It’s really hard being a sociologist.
As I wrap up the third week of the semester as a UC Berkeley senior, I am starting to bear the feeling that studying sociology is hard. I do not mean the continuous readings and writings that are required to develop the critical thinking necessary, which are also challenging, but the never-ending learning about social problems that have historically been in our society, and that keep arising. I am a firm believer in human kindness, practicing compassion towards myself and others on a daily basis, yet I am struggling as a future sociologist.
In my restorative justice class, I learned in detail about the immense punitive practices that Native Americans have faced, and continue to experience. I grew up in Mexico, therefore my first time learning about Native American issues was at my previous community college, and more in depth at my restorative justice class here. From this class, this week I learned that many Native American youth are disproportionately arrested and placed in juvenile detention centers. While reading this, I was crying my eyes out, not only because of the immense harm Native Americans are facing, but because as a sociologist-in-the-making sometimes it is very difficult to sustain hope after continuous reading of systemic issues facing marginalized groups.
For my seminar on law, punishment and inequality, I learned about the punitive practices in the Middle Ages and the gradual development of incarceration in Europe and the United States, grasping the historical connection between punishment, prison labor, class structure and the economy. While in a law and sexuality class, one of the topics I learned about was the HIV/AIDS epidemic in the 1980s, and the passive role the state had in funding and advocating for the LGBTQ+ community, leading to a high mortality rate of people, both LGBTQ+ and not, with HIV/AIDS.

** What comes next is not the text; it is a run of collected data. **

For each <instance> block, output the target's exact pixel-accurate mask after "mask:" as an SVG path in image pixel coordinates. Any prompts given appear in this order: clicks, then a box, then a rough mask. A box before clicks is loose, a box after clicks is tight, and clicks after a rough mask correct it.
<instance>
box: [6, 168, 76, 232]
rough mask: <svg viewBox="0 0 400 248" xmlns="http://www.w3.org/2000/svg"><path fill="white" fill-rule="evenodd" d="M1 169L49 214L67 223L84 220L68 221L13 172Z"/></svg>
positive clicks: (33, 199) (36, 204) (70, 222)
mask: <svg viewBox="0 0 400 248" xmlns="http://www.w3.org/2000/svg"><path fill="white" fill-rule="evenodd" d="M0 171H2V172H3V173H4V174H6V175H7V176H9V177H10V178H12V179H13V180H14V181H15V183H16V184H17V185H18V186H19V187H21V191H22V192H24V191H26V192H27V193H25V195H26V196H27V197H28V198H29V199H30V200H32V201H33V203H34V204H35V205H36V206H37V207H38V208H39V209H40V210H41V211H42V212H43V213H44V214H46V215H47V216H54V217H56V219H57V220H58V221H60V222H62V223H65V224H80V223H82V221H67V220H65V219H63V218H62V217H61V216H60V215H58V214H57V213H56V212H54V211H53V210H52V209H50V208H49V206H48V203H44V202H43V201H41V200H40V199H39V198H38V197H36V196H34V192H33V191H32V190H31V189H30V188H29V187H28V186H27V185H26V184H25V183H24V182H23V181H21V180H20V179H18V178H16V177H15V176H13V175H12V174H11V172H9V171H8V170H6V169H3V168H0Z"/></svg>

Sometimes I wonder: How can I have hope? I know that at least California is going in the right direction with diverse social policies, but nevertheless, many parts of the United States have yet to advocate for marginalized groups. I know we have people that care, but we just need more people to care. Throughout my time at UC Berkeley, I have learned so much about social theory, poverty, the welfare state, the criminal justice system, discrimination, racism, food insecurity and punishment. Although at times I feel mentally exhausted from constantly learning about the things in our society that need improvement, in a heartbeat, I would choose this institution for my education over and over again.
Not for anything in the world would I change the education I am receiving from UC Berkeley because never have I felt like my life has a purpose beyond my personal improvement as it does right now. So yes, I think that being a sociologist is hard and will continue to be hard because I care so much and want to make a difference. Although my career plans are still up in the air, I am certain that I want to continue cultivating hope in my community for the social justice that we need.
In a world-class institution like UC Berkeley, it is oftentimes difficult to feel adequate and as smart as everyone else. Sometimes I doubt myself. Sometimes I think I am too sensitive, but it breaks my heart to learn about the different injustices happening in the world, our country, and our community. I also wonder why I constantly hear police sirens from my apartment on Southside, three blocks away from campus. Is it because Berkeley has “high crime rates,” or is it because our system is failing the people that need the most support?
As a sociologist, I have learned so much, but I know I need to keep learning. I need to keep engaging with my community and the social injustices that perpetuate societies. Although I know that being a sociologist is going to be hard, I will never lose hope for what matters the most to me.